Integrating Artificial Intelligence in Strategic Decision-Making: Contexts for Delegation and Augmentation
摘要
As Artificial Intelligence (AI) assumes a growing presence in executive decision spaces, an empirical and theoretical gap persists concerning the boundary conditions governing how top management teams (TMTs) integrate AI into strategic decision-making (SDM). Existing research addresses AI’s impact on operational, functional, and middle-management decisions, yet leaves the unstructured terrain of Top management teams’ strategic decision-making largely unexplored. We argue that SDM at the apex of organisations is distinct not because any single attribute is unique to it, but because four attributes such as the irreversibility of strategic decisions, the socio-political collectivity of TMT processes, the proprietary character of executive AI tools, and the identity stakes of strategic leadership may co-occur and reciprocally amplify each other, producing integration dynamics qualitatively different from those theorized in the broader human-AI collaboration literature.
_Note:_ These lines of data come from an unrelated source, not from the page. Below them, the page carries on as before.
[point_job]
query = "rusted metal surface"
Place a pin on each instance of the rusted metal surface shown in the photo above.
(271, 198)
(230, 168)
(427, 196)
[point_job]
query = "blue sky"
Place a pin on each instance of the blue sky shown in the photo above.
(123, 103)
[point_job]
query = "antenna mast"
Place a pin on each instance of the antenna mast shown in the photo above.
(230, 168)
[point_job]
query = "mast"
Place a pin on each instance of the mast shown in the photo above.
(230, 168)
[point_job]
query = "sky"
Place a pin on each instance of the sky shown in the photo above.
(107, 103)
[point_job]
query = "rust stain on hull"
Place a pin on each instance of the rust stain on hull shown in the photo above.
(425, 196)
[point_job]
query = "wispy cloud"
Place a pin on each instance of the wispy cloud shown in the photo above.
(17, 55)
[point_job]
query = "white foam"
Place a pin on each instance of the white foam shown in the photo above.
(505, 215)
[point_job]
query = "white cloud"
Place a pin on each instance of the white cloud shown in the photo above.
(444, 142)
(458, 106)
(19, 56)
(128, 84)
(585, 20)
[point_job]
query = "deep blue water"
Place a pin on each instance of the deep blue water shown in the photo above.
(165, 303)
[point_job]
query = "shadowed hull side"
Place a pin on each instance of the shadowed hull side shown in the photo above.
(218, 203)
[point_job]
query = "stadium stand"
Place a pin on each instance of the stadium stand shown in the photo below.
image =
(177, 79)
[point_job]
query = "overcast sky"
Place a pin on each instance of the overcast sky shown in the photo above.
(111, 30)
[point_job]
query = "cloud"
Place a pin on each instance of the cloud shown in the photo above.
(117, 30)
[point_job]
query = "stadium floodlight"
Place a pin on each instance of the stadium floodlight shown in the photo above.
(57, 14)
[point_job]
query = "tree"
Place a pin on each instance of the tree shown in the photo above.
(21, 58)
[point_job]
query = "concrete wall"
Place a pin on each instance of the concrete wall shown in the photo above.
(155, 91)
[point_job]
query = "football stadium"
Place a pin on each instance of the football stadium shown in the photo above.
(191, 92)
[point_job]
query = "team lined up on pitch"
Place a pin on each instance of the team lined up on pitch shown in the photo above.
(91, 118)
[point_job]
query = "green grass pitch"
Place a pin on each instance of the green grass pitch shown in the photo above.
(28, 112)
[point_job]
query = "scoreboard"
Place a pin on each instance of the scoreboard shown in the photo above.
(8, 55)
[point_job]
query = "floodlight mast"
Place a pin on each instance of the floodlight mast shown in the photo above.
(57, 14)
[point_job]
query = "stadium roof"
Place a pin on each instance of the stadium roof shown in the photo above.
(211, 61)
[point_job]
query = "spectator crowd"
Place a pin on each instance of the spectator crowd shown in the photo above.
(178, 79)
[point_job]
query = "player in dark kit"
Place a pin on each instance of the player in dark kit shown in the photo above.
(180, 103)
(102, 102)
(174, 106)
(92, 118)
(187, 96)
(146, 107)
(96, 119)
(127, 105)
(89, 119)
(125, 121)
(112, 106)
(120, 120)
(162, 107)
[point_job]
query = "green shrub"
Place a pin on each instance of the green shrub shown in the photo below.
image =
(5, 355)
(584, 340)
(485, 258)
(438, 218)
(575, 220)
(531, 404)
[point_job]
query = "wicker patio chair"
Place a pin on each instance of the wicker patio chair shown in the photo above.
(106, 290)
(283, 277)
We address two research questions: (1) Under what contextual conditions do TMT members delegate strategic decisions to AI rather than treat AI as an augmentation resource? (2) How does the structure of strategic decisions and the predictability of their situational context shape the mode and depth of human-AI collaboration in TMT practice? Guided by the Gioia methodology and drawing on 33 semi-structured interviews with C-suite executives across three multinational organisations, supplemented by structured demonstrations of in-house AI tools at each firm, we develop a grounded framework distinguishing high-confidence AI delegation of analytical work from iterative human-AI co-deliberation along two axes: problem structuredness and situational predictability. Eighteen first-order codes, six second-order themes, and two aggregate dimensions as (a) Contextualized AI Integration and Delegation Framework, and (b) the Transformative Human-AI Strategic Empowerment dimension, emerge from systematic inductive analysis. Three theoretically grounded propositions offer implications for Upper Echelons Theory, Strategic Decision-Making Theory, and Contingency Theory, providing a TMT-specific account of human-AI integration that goes beyond the generic automation–augmentation divide.